What you're doing is just fine. It is nice to have a little science behind your decisions, but there is so much variability from plant to plant and from season to season, that you will never get one clear answer as to what works best. If your plants are growing well, you are doing the right thing. You don't have to be a scientist to be successful growing orchids. It's just that some of us can't leave the nerd behind when we step into the greenhouse.

I am reminded of a time I was standing at my display at a show in Ohio. A person walked up and said that the display lacked artistic qualities and that it looked like it was built by an engineer. I'm not an engineer, but I took it as a compliment. Different strokes for different folks. Mike


----------



## Ray (Jan 5, 2022)

My position is simply that TDS be dumped as a measurement when discussing or handling fertilizer. I have, long since. It’s fine as a monitoring method, but the values are entirely too suspect to be a meaningful measurement.

Professional nursery folks use ppm N or it’s known (published by the manufacturer) EC to control feeding. I use ppm N because it’s the most important nutrient element, and ppm in this case is meaningful. There is a really easy way to estimate fertilizer use to achieve ppm N levels:

Divide 8 by the %N content of the fertilizer. The result is the teaspoons/gallon for a 100 ppm N solution. (10.4/%N gives the result in ml/L). Yes, it is a gross estimate, as we don’t know the exact bulk density of the powder or liquid, and it’s safe to round up or down for simplicity at those concentrations, but it’s still a better “guesstimate” than TDS will ever be.


----------



## richgarrison (Jan 5, 2022)

hanging this out there... be gentle... 

Since many (most?) of these TDS meters also have a 'conductivity' mode, is there a reason that a grower mixing fertilizer according to a manufacturers direction, where the manufacturer has published the expected conductivity for a particular solution strength, couldn't verify that what they have mixed, matches that strength? 

and if it does, know what concentration of N or other elements is likely in that solution, also based on the manufacturers published label?


----------



## eds (Jan 5, 2022)

As mentioned above, the meters aren't accurate enough compared to each other.

Giving a weight or volume measurement is much less likely to go wrong for most hobbyists.


----------



## Sky7Bear (Jan 5, 2022)

Ray said:


> My position is simply that TDS be dumped as a measurement when discussing or handling fertilizer. I have, long since. It’s fine as a monitoring method, but the values are entirely too suspect to be a meaningful measurement.
> 
> Professional nursery folks use ppm N or it’s known (published by the manufacturer) EC to control feeding. I use ppm N because it’s the most important nutrient element, and ppm in this case is meaningful. There is a really easy way to estimate fertilizer use to achieve ppm N levels:
> 
> Divide 8 by the %N content of the fertilizer. The result is the teaspoons/gallon for a 100 ppm N solution. (10.4/%N gives the result in ml/L). Yes, it is a gross estimate, as we don’t know the exact bulk density of the powder or liquid, and it’s safe to round up or down for simplicity at those concentrations, but it’s still a better “guesstimate” than TDS will ever be.
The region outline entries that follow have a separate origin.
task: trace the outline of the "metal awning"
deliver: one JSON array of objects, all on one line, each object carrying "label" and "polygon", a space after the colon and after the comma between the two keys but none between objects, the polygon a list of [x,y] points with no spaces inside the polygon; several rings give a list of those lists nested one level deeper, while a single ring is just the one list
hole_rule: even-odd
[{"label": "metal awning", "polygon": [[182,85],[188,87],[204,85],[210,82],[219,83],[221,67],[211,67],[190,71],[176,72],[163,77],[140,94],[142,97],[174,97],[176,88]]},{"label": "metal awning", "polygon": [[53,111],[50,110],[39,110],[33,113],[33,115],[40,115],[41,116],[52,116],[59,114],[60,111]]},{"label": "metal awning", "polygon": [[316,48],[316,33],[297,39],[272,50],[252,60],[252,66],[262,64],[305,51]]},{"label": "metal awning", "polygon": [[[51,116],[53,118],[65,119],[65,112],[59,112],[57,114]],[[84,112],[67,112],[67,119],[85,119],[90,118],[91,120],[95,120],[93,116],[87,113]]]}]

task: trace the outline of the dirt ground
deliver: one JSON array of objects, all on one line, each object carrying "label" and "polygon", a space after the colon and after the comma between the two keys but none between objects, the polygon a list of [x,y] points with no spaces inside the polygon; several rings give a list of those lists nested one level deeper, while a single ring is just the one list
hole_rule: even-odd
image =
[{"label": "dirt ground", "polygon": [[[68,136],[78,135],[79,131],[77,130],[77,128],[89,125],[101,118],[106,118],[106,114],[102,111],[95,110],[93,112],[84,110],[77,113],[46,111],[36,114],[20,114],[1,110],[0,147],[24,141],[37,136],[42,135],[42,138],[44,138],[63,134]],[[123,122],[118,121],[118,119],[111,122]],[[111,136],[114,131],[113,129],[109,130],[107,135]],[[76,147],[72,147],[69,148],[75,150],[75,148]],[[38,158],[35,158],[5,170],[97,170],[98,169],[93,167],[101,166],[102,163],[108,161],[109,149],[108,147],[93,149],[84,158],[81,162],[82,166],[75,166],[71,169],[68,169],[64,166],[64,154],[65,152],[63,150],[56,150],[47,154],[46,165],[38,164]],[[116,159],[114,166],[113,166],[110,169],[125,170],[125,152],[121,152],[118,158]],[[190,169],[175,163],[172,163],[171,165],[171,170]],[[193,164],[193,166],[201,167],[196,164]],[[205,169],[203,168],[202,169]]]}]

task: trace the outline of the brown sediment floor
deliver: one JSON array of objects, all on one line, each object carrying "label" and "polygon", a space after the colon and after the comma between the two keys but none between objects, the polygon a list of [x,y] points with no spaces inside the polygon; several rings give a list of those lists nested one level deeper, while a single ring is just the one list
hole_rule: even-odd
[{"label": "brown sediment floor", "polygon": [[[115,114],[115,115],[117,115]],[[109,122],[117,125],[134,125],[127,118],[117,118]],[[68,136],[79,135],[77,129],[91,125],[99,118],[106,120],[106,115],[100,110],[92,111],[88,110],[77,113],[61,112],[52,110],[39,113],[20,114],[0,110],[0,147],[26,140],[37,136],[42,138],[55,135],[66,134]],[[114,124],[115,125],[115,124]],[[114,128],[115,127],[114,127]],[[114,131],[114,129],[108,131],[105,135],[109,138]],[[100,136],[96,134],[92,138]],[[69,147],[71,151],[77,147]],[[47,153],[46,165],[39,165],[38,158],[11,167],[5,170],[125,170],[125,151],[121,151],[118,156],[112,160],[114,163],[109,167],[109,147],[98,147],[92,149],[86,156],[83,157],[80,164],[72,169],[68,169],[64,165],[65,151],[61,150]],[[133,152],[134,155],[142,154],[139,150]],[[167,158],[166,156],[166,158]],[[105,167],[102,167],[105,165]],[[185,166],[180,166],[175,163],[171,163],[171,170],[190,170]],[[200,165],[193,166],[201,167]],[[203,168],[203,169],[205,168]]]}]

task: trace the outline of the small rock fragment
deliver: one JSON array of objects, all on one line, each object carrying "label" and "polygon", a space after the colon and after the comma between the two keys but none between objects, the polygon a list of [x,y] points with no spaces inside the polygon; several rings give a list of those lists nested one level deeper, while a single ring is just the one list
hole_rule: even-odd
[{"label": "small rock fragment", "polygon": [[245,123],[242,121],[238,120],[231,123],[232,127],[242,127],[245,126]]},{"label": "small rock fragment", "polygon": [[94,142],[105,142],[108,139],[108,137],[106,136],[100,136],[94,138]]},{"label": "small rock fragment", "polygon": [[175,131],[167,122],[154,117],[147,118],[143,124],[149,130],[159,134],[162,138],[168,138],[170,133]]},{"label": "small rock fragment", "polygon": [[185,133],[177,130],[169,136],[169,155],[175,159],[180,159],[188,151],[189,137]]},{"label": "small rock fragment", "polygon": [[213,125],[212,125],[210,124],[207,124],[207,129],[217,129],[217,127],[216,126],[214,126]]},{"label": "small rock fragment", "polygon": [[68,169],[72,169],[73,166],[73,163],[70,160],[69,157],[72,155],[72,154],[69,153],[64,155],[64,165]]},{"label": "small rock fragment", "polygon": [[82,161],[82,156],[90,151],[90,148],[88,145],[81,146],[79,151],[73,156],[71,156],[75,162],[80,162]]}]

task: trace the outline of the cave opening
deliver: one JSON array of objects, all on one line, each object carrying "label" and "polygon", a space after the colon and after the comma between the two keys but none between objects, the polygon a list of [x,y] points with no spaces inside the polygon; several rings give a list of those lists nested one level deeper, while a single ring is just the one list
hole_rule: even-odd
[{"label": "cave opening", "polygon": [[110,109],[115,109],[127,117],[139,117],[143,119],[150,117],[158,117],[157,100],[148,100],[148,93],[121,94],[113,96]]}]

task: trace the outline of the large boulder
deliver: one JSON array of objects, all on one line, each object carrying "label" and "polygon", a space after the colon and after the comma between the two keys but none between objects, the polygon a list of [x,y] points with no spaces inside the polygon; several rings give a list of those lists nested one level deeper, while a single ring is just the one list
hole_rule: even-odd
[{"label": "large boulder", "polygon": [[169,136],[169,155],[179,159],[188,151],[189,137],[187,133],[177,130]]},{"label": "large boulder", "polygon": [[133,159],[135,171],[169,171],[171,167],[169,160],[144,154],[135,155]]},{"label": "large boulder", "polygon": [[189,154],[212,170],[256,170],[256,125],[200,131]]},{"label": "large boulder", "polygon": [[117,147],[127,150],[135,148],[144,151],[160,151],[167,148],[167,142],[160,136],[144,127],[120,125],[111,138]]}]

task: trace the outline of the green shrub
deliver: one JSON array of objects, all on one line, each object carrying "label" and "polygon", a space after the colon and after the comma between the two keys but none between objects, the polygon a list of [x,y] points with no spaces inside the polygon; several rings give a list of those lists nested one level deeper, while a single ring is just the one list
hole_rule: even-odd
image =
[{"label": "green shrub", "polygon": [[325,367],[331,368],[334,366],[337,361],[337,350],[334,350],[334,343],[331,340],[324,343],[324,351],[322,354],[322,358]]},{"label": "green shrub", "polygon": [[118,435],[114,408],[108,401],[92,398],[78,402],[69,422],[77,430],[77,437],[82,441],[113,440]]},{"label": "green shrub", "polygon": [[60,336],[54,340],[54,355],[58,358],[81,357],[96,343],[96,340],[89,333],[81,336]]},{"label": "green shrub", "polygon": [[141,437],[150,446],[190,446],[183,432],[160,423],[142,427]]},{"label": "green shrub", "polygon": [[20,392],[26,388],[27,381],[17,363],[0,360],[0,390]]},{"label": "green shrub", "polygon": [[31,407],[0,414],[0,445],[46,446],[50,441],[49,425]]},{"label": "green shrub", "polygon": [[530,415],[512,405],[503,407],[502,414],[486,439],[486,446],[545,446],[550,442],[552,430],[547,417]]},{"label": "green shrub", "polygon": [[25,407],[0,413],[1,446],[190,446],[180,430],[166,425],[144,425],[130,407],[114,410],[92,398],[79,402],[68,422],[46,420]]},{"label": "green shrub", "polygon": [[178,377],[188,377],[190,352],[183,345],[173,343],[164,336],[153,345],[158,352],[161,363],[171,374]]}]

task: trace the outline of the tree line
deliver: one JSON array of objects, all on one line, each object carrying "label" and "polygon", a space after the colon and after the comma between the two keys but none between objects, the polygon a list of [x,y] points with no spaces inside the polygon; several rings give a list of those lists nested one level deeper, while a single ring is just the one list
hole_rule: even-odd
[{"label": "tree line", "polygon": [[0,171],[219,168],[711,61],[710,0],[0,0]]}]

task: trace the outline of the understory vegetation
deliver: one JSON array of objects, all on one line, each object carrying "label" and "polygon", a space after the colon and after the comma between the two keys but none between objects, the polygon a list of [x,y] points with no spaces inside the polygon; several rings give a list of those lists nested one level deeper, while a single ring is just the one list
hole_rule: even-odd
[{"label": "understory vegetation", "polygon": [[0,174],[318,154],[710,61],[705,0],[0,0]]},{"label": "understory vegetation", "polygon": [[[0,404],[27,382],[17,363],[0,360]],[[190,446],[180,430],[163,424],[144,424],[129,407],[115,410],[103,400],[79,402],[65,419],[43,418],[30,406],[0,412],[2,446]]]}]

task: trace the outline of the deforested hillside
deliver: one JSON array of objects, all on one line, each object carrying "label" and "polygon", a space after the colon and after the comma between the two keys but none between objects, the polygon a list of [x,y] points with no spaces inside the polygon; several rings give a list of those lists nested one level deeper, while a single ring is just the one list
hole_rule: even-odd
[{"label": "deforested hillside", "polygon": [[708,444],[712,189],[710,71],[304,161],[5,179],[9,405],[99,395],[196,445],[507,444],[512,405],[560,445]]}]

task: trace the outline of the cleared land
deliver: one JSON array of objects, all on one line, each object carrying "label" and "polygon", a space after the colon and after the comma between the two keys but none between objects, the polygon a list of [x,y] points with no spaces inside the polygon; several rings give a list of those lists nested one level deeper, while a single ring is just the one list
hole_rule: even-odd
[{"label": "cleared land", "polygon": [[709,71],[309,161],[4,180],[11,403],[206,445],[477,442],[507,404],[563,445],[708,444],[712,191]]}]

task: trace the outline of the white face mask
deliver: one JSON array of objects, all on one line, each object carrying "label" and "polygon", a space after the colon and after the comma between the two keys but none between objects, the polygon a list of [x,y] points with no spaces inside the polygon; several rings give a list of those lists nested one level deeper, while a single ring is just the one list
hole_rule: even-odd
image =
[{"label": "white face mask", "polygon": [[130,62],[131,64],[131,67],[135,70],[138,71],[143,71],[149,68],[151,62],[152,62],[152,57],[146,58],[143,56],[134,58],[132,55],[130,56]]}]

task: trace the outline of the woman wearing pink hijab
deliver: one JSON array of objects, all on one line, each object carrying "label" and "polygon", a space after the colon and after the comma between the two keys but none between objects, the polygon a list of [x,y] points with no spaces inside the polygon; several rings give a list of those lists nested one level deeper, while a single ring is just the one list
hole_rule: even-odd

So, Ray, using your own K-Lite, that comes out to 2/3 tsp/gal, which is more than I use now, watering 2 times per week. But as I recall there's a time element as well, which I thought was one week, and yet your container says 25 ppm N for every watering, for me that's in S/H. I should test my TDS meter and see how it measures those amounts (though I believe, if I understand correctly, this measurement may be consistent with the same fertilizer, but might be quite different, if for example, I go to measure one that's organic). So my quarter tsp per watering may not be that far off (I think that converts with my meter to about 200 ppm, but I'd have to check again). At that level it doesn't seem to damage the "sensitive" ones like Disas.


----------



## Ray (Jan 5, 2022)

richgarrison said:


> hanging this out there... be gentle...
> 
> Since many (most?) of these TDS meters also have a 'conductivity' mode, is there a reason that a grower mixing fertilizer according to a manufacturers direction, where the manufacturer has published the expected conductivity for a particular solution strength, couldn't verify that what they have mixed, matches that strength?
> 
> and if it does, know what concentration of N or other elements is likely in that solution, also based on the manufacturers published label?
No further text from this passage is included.